So, remember that thing that I mentioned that I was afraid to jinx? Well... things might still be jinx-able... (KNOCK ON WOOD)... but I'm hoping things are set.
I got a new job! Yippee, right?! I'm going to go and be... well... I was going to say specifically sort-of what I'm going to be doing, but that will make me too traceable. Gotta keep some semblance of privacy! Let's just say I'm going to go and be an assistant director in another department.
So, here's where the scary/jinxable part comes in-- I don't know what I'll be making yet (I KNOW! I KNOW! But I've been assured of the minimum at least... It may seem stupid to do it this way but our HR department is totally ass-backward and has been dragging their feet for 2 months on this paperwork already...) and... It's an acting position for a year.
That last part really does make me feel quite nervous, but I feel like it's a calculated risk. I've been reassured numerous times that I'm the person they want permanently in this position but because HR is so backed up (3 month lag time to even POST positions, nevermind interview (another 3 months) and then HIRE (another 1-2 months....) Well, they wanted someone in this post ASAP since we're starting the new school year and this was the most expedient way to do it.
However, I'm always mindful that there could be some newly minted Ph.D in the field of this department who swoops in and grabs this spot... life has no guarantees... but, as I said, it's a calculated risk. I've been unhappy in my current office for awhile (Their priorities are totally out-of-whack... think "The Office.") and this is a step up and in the direction I want to go. I feel like even if I only end up doing it for a year it will be good experience/a stepping stone.
The other nerve-wracking point is that I'm not the ONLY person in an acting position! My boss and my boss' boss (and my boss' boss' boss... come to think of it) are all also in acting positions! This house of cards could go crumbling at any time!

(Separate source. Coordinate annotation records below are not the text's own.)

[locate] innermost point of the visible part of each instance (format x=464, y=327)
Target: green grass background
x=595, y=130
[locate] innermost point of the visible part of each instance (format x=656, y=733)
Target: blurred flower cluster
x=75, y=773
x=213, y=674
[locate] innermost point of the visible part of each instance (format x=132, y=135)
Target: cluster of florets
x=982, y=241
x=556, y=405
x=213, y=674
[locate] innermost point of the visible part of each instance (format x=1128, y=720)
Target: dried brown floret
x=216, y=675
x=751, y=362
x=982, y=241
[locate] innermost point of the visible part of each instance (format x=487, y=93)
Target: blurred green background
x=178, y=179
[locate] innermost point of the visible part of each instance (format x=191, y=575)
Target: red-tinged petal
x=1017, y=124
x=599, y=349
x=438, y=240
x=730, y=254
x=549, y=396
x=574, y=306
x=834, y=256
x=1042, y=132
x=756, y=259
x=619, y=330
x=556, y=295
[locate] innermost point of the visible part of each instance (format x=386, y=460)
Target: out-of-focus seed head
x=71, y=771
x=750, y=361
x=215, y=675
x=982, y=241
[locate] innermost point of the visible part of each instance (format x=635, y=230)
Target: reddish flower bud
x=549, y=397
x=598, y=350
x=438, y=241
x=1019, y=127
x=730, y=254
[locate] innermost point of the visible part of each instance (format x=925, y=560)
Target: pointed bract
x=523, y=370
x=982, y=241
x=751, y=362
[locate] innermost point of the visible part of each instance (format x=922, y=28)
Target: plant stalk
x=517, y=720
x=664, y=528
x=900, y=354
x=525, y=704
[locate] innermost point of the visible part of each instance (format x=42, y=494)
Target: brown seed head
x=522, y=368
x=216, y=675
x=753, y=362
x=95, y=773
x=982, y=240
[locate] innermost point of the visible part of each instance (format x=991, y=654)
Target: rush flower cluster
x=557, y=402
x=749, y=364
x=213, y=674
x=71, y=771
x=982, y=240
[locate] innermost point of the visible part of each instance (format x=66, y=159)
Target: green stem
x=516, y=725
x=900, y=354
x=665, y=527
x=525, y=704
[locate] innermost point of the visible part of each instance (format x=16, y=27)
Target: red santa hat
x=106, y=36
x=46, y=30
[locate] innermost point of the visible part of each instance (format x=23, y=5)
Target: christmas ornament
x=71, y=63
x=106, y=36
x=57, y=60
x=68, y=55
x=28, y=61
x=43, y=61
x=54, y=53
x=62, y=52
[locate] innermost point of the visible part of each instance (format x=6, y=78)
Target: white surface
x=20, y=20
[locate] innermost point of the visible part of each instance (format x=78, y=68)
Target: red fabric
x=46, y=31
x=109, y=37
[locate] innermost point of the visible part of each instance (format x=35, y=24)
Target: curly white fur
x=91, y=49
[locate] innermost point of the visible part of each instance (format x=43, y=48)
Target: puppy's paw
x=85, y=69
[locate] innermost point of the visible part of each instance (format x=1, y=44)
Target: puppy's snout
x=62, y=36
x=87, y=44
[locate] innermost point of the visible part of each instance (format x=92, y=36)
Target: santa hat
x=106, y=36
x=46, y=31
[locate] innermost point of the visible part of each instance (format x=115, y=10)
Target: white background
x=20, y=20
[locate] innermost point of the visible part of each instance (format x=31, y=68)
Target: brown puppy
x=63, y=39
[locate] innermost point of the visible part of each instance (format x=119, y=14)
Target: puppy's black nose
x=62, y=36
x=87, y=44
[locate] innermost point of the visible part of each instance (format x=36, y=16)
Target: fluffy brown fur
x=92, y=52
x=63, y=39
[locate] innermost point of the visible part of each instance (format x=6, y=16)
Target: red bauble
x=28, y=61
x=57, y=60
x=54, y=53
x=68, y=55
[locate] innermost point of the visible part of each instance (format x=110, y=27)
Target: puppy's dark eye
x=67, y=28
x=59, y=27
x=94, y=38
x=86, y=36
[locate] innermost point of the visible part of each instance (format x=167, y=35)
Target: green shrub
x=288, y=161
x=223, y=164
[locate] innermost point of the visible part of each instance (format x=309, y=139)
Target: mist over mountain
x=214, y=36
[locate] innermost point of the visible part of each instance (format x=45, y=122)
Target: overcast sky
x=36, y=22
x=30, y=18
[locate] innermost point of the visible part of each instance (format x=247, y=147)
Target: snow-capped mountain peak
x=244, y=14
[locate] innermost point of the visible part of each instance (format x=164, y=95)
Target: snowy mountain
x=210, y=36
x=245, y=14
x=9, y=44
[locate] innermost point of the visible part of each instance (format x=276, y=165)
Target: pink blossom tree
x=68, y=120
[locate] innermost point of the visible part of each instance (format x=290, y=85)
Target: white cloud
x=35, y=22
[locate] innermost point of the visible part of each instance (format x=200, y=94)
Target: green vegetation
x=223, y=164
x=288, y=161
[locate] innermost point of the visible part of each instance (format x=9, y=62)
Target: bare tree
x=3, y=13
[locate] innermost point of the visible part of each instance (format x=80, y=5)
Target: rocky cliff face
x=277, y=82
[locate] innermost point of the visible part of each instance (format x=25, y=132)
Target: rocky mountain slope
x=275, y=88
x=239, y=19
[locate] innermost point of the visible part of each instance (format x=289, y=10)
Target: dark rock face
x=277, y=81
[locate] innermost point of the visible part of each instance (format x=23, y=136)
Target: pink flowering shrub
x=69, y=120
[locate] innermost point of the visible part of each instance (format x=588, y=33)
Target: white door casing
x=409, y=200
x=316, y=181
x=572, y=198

The person who will be my direct supervisor for the coming year really is only temporary as she'll be doing 2 jobs at once-- they're going to be hiring for a permanent position in the spring... While I know I enjoy the people in the office I'm going to it's also a bit scary not to know who my boss will ultimately be.
So, what was the anti-climactic part? The giving notice part, of course. Why? Because one can't simply say, "Take this job and shove it!" Even if that IS the underlying sentiment! One has to make-nice in order not to be black-balled in this -oh-so-small community and say, "Thank you very much for the opportunities I've had here, I've really enjoyed it, and I'm sad to be leaving..."
Not that I had many doubts about leaving of course, but when they announced my departure at a staff meeting today it only solidified my resolve. Only 2 people came to say they were sorry to see me go... everyone else was very "Meh." about it. It's not like I haven't been the invisible girl here anyway. Why would I suddenly become visible when I leave?
The place where I'm going to I definitely feel "Seen"-- the Director (my boss' boss) is fantabulous and she's been great throughout this process. She's just really very effusive and encouraging and has bent over backwards in a lot of ways to make me feel welcome. It's a totally different environment. (Not that every office doesn't have it's dysfunctions, but this one has fewer than most on campus.)
Fingers crossed that it will all work out for the best in the end.
I'm still keeping my fingers crossed (hopefully you will too?) for Jedi and some other friends who are looking.